Ridley and his business partner, County Executive Chris Abele, have purchased a 40,000-square-foot building in the Pabst Brewery Complex on McKinley Ave. The two are currently overseeing extensive renovations to the building, intent upon transforming it into a profitable creative hub for filmmakers and other artists.
The building will feature a 50-seat screening room, food and beverage services, galleries, a rooftop event space and studio spaces available for short- and long-term leases.
According to a recent press release, “The name No Studios was hand-picked by Ridley and embodies a double meaning. No is the Japanese root word for skill, talent, artistic endeavor, while the English word no is one that artists hear many times throughout their careers and yet continue to create, in spite of many obstacles.”
No Studios is slated to open some time in September with a weekend of special programming – including film screenings, performances, readings, art exhibitions and discussions.
Ridley sat down with us this afternoon to answer some of our burning questions about the studio space and his work:
How could a creative arts hub help revitalize Milwaukee?
I certainly hope it could encourage artists who already here to do more, to share their stories, to get those stories across the country and around the world.
Local films like Blood at the Doorstep have resonated – fortunately and unfortunately – with citizens in cities across America.
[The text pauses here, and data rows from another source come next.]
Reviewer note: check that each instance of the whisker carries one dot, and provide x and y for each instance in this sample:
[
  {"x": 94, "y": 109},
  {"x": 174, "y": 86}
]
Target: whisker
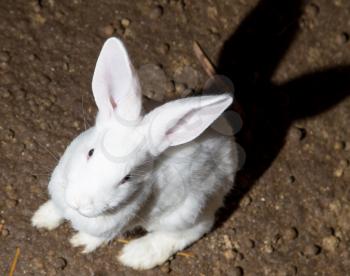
[{"x": 82, "y": 107}]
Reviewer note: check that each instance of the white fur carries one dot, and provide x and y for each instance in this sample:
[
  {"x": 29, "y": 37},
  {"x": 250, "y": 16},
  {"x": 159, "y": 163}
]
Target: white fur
[{"x": 180, "y": 170}]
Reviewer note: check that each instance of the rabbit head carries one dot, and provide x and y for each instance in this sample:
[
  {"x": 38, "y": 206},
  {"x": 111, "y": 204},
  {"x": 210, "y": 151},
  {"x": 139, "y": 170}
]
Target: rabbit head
[{"x": 111, "y": 162}]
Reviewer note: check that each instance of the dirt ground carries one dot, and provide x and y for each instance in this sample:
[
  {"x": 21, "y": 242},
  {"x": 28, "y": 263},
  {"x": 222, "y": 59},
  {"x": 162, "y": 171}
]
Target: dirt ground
[{"x": 289, "y": 213}]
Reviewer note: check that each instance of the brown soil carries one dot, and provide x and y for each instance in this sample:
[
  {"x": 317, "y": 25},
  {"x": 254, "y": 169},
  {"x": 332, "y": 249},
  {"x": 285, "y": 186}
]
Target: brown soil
[{"x": 290, "y": 211}]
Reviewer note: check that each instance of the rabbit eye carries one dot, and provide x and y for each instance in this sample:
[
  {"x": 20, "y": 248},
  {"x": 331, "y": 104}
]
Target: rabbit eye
[
  {"x": 90, "y": 153},
  {"x": 126, "y": 178}
]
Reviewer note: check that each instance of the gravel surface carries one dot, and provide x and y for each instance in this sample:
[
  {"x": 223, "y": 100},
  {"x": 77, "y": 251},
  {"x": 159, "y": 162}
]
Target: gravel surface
[{"x": 289, "y": 213}]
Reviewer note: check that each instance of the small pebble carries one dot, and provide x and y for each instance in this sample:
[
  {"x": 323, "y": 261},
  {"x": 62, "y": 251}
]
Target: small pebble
[
  {"x": 290, "y": 234},
  {"x": 249, "y": 243},
  {"x": 267, "y": 248},
  {"x": 312, "y": 10},
  {"x": 338, "y": 172},
  {"x": 237, "y": 271},
  {"x": 4, "y": 57},
  {"x": 11, "y": 203},
  {"x": 342, "y": 38},
  {"x": 297, "y": 134},
  {"x": 291, "y": 179},
  {"x": 37, "y": 264},
  {"x": 312, "y": 250},
  {"x": 245, "y": 202},
  {"x": 330, "y": 243},
  {"x": 165, "y": 268},
  {"x": 180, "y": 88},
  {"x": 164, "y": 48},
  {"x": 339, "y": 145},
  {"x": 5, "y": 232},
  {"x": 227, "y": 242},
  {"x": 229, "y": 254},
  {"x": 156, "y": 12},
  {"x": 125, "y": 22},
  {"x": 107, "y": 31},
  {"x": 60, "y": 263}
]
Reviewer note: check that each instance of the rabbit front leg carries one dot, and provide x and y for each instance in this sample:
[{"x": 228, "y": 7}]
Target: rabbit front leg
[
  {"x": 47, "y": 216},
  {"x": 156, "y": 247},
  {"x": 89, "y": 242}
]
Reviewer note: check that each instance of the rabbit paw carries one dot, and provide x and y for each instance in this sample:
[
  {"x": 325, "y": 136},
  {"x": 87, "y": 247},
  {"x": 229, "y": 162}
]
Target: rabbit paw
[
  {"x": 90, "y": 243},
  {"x": 146, "y": 252},
  {"x": 47, "y": 216}
]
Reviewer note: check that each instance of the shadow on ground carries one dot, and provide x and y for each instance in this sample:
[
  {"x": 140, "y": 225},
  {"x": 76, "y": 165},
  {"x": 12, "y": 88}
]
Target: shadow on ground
[{"x": 249, "y": 58}]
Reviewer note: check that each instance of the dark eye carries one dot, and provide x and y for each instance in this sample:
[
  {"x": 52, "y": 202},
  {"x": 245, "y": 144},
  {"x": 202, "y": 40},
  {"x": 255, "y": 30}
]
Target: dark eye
[
  {"x": 90, "y": 153},
  {"x": 126, "y": 178}
]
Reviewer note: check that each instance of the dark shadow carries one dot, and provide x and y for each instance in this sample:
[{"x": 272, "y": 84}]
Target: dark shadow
[{"x": 250, "y": 58}]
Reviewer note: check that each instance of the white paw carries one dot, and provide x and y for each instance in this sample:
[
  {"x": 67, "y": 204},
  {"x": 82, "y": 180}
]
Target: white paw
[
  {"x": 47, "y": 216},
  {"x": 90, "y": 243},
  {"x": 146, "y": 252}
]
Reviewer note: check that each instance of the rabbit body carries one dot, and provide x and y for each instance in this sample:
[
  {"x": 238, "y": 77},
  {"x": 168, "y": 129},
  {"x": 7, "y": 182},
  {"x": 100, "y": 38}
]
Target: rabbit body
[{"x": 178, "y": 185}]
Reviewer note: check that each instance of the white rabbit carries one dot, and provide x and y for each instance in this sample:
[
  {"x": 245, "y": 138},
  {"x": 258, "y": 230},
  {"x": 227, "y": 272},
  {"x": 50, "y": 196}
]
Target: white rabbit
[{"x": 133, "y": 169}]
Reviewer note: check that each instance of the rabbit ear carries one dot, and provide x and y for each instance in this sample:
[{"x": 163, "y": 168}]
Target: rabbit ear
[
  {"x": 181, "y": 121},
  {"x": 115, "y": 85}
]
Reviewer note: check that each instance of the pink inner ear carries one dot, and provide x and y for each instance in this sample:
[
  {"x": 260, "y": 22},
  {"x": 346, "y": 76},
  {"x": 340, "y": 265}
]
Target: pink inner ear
[{"x": 113, "y": 103}]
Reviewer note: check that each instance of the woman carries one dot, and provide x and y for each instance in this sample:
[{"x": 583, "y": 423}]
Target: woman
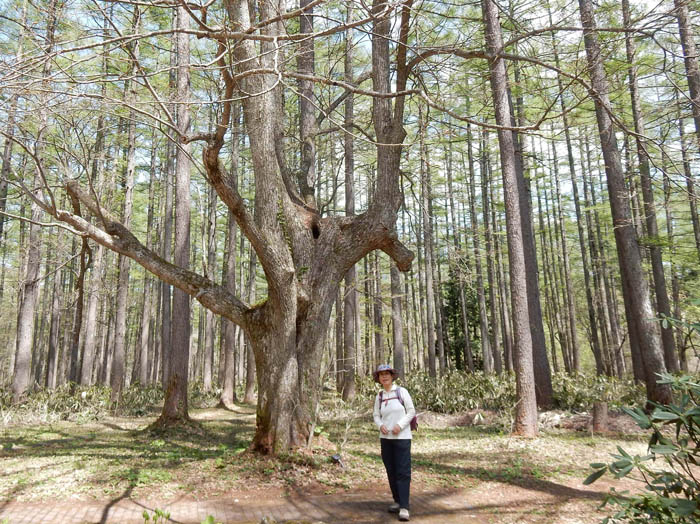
[{"x": 393, "y": 412}]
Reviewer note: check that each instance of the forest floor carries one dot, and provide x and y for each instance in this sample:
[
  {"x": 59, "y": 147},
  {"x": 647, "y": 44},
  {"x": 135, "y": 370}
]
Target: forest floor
[{"x": 92, "y": 469}]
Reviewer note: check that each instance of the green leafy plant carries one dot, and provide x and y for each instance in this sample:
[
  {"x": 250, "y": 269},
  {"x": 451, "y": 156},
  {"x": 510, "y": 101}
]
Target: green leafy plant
[
  {"x": 159, "y": 516},
  {"x": 674, "y": 489}
]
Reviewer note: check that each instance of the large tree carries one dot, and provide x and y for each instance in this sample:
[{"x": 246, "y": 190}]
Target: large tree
[{"x": 303, "y": 255}]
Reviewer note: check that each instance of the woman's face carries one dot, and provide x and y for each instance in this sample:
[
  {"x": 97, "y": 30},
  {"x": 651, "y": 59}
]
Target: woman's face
[{"x": 385, "y": 378}]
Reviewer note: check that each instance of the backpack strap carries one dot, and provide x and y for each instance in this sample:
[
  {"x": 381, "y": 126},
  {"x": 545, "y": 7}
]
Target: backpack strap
[{"x": 398, "y": 394}]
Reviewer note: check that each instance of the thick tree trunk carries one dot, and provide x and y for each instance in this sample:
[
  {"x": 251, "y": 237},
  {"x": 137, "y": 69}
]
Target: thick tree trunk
[
  {"x": 543, "y": 374},
  {"x": 635, "y": 286},
  {"x": 526, "y": 410}
]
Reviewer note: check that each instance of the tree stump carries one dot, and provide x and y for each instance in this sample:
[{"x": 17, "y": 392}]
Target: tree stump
[{"x": 600, "y": 417}]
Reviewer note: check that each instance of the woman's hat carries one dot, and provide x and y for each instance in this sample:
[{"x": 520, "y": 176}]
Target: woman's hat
[{"x": 385, "y": 367}]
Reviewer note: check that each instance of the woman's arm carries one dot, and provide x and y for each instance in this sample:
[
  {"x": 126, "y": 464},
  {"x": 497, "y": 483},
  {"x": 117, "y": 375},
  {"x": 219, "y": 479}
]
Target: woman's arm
[
  {"x": 377, "y": 413},
  {"x": 409, "y": 407}
]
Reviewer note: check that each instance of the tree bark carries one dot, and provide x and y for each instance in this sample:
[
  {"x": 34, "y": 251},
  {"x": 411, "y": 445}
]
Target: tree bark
[
  {"x": 347, "y": 365},
  {"x": 662, "y": 303},
  {"x": 690, "y": 57},
  {"x": 428, "y": 254},
  {"x": 397, "y": 320},
  {"x": 526, "y": 410},
  {"x": 175, "y": 404},
  {"x": 29, "y": 285},
  {"x": 635, "y": 288}
]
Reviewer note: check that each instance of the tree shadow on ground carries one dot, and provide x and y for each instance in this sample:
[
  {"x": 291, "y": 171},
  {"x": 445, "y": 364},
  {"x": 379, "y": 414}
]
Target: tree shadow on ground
[{"x": 110, "y": 453}]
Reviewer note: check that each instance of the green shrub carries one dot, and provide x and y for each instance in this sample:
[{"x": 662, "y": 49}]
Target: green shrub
[
  {"x": 578, "y": 392},
  {"x": 672, "y": 482}
]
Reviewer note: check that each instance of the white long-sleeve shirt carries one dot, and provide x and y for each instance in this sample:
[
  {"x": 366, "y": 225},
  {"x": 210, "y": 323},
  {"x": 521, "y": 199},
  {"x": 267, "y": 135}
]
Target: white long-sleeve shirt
[{"x": 392, "y": 412}]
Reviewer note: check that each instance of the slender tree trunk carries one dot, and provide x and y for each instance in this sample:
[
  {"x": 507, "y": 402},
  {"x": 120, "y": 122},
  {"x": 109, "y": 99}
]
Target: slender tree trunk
[
  {"x": 491, "y": 271},
  {"x": 635, "y": 288},
  {"x": 228, "y": 389},
  {"x": 662, "y": 302},
  {"x": 350, "y": 312},
  {"x": 526, "y": 410},
  {"x": 168, "y": 184},
  {"x": 675, "y": 285},
  {"x": 396, "y": 320},
  {"x": 690, "y": 184},
  {"x": 54, "y": 334},
  {"x": 489, "y": 353},
  {"x": 594, "y": 340},
  {"x": 29, "y": 285},
  {"x": 690, "y": 57},
  {"x": 119, "y": 359},
  {"x": 210, "y": 321},
  {"x": 377, "y": 309},
  {"x": 249, "y": 395},
  {"x": 428, "y": 253},
  {"x": 455, "y": 267},
  {"x": 10, "y": 129},
  {"x": 175, "y": 404}
]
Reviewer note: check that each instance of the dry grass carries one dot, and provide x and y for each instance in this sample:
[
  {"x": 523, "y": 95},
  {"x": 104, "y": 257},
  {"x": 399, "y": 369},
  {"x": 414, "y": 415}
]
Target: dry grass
[{"x": 114, "y": 457}]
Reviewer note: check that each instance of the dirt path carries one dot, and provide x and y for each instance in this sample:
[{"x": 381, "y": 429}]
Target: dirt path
[{"x": 535, "y": 502}]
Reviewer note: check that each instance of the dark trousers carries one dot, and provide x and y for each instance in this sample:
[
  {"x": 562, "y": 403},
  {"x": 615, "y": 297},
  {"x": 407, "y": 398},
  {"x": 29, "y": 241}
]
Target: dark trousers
[{"x": 396, "y": 455}]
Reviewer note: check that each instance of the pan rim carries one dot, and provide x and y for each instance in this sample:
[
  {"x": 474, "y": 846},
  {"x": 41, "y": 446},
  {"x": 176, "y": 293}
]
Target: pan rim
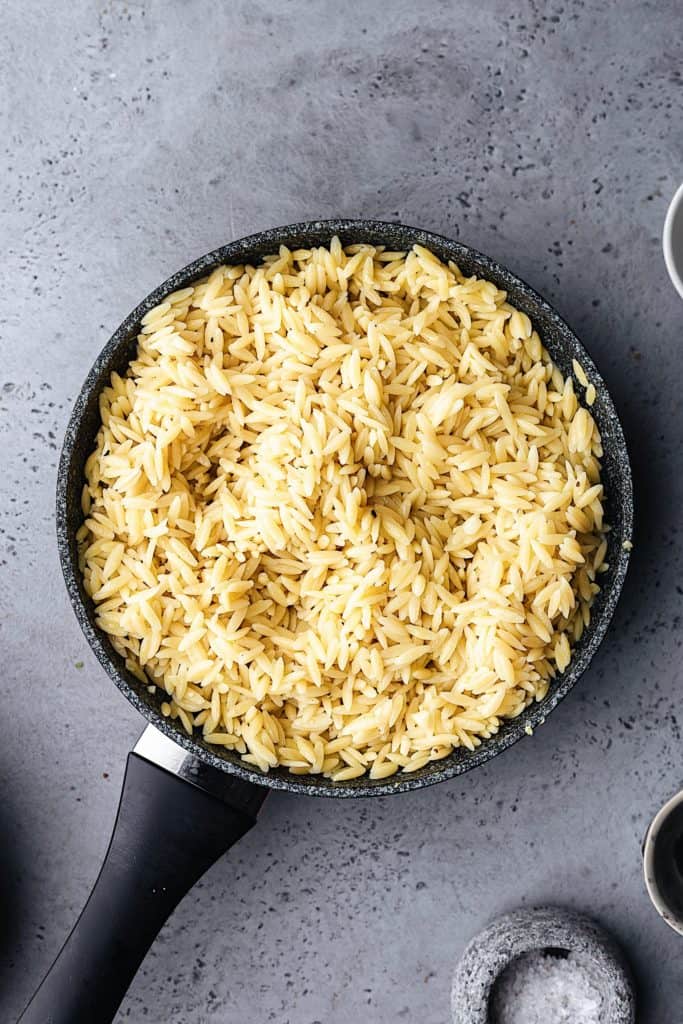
[{"x": 456, "y": 763}]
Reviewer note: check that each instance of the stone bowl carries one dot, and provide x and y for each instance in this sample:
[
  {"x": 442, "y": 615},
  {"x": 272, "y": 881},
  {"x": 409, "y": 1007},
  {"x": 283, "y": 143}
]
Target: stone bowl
[{"x": 545, "y": 928}]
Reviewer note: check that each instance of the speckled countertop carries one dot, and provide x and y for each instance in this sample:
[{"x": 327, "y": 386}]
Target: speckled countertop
[{"x": 137, "y": 135}]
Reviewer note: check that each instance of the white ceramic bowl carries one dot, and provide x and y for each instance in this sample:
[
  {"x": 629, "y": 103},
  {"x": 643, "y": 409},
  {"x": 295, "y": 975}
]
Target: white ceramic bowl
[
  {"x": 673, "y": 241},
  {"x": 663, "y": 862}
]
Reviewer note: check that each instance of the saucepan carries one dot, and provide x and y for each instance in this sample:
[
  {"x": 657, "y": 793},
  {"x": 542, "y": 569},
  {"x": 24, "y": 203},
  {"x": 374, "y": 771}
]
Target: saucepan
[{"x": 183, "y": 802}]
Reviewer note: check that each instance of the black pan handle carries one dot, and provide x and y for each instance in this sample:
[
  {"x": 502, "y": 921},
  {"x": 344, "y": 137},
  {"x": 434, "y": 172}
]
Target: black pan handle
[{"x": 168, "y": 832}]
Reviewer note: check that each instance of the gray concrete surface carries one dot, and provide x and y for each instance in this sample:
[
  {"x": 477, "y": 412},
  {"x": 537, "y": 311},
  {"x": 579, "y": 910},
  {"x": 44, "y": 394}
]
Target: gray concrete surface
[{"x": 137, "y": 135}]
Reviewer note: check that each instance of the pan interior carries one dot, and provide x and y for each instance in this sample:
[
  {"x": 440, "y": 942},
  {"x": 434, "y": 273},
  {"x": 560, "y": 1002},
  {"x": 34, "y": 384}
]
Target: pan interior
[{"x": 562, "y": 345}]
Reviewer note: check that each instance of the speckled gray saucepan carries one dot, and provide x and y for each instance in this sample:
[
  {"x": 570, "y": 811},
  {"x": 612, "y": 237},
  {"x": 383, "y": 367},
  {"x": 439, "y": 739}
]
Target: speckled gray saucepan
[{"x": 241, "y": 786}]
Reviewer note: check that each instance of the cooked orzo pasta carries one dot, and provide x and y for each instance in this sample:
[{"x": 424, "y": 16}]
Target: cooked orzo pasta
[{"x": 343, "y": 509}]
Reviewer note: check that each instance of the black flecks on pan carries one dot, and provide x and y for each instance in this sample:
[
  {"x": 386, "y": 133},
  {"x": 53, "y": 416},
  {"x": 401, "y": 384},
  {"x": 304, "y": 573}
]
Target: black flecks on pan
[{"x": 563, "y": 347}]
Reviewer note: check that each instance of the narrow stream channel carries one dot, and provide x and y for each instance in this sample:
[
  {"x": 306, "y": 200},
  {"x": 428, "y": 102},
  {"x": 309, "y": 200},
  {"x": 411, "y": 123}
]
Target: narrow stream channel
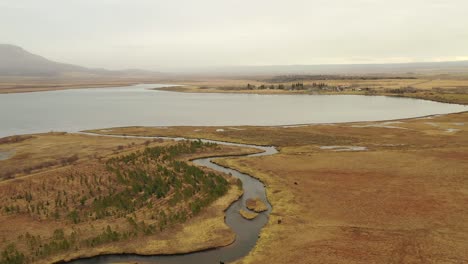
[{"x": 247, "y": 231}]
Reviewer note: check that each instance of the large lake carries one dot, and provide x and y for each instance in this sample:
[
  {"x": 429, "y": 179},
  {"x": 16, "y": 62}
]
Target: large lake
[{"x": 74, "y": 110}]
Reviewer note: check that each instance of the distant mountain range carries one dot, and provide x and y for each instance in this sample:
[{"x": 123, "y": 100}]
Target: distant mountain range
[
  {"x": 15, "y": 61},
  {"x": 460, "y": 67}
]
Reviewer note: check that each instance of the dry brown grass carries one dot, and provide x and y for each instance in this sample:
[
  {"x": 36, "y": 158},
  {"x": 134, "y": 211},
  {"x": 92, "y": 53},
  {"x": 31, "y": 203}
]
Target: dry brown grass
[
  {"x": 88, "y": 175},
  {"x": 400, "y": 201},
  {"x": 256, "y": 205}
]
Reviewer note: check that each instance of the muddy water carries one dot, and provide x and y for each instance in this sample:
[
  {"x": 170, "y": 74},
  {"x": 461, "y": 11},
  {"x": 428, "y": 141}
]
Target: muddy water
[{"x": 247, "y": 231}]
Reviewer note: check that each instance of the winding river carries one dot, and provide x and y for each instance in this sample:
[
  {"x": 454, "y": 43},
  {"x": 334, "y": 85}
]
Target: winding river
[
  {"x": 247, "y": 231},
  {"x": 83, "y": 109}
]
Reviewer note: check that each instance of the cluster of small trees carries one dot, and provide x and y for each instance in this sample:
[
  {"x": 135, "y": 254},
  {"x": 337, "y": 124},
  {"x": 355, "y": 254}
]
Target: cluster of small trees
[
  {"x": 293, "y": 86},
  {"x": 122, "y": 186}
]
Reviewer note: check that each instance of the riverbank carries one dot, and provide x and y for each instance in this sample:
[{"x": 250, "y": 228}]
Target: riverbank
[
  {"x": 37, "y": 200},
  {"x": 399, "y": 196},
  {"x": 442, "y": 96}
]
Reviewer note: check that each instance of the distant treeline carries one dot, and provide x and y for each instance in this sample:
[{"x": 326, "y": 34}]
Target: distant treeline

So if we can provide a space for artists to come in and work and meet other like-minded individuals, that’s terrific. If we can build a conduit from Milwaukee to other cities, that’s terrific.
This is a wonderful, vibrant city. It’s dealing with so many of the issues that many other cities are dealing with. But it’s also small enough to allow a few determined individuals to make a real difference. People like you and me can change it for the better.
Will you be visiting Milwaukee often to help oversee the space?
We have a team in place that’s overseeing the infrastructure of the building itself. Steve Mech is very much a part of that and my sister [New York-based investment banker Lisa Caesar] too. And I’m in Los Angeles with a team of individuals working on branding and awareness, while also thinking about issues that Milwaukee Film and the Milwaukee Filmmaker Alliance might be sensitive to. What can we do to be brand ambassadors for them in other spaces?
Will No Studios focus on fostering local talent or on bringing national talent to Milwaukee?
We want to find ways to build relationships outside of the Milwaukee area. And part of that is trying to be a driver, trying to bring people in and provide them with experiences at No Studios that they can’t find anywhere else.
We want to be able to say to all kinds of folks that there are things here that you should be interested in, to communicate to people who might otherwise feel excluded that you can be a part of what’s going on. That’s part of why we decided to establish ourselves as a for-profit business. It enables us to set up special screenings, say, of Black Panther, or a local film like Blood at the Doorstep – the work we’re doing on the one end will help sustain the work we’re doing on the other.
It sounds like audience engagement is important to you too.
Absolutely. And I think the audience is here. If a filmmaker or actor or artist is coming through the city, I’d love to be able to invite them to the studios for a talk-back. I absolutely believe in the importance of audience engagement, and I see it as my job to cultivate that engagement.
Shifting gears, why did you want to become a writer? Was it something you always wanted, even while growing up in Milwaukee?
Not having any other marketable skills – it felt like writing was about it for me. Oddly enough, I didn’t much like to read or write as a kid. I liked film. I liked seeing stories, but I couldn’t find many people like myself in those stories. Over the years, it’s been gratifying to try to create spaces for people to tell stories like mine, and to see a lot of individuals tell stories about identity, or gender, or socioeconomic differences.
I’ve been very fortunate. I’ve been able to do what I’m passionate about.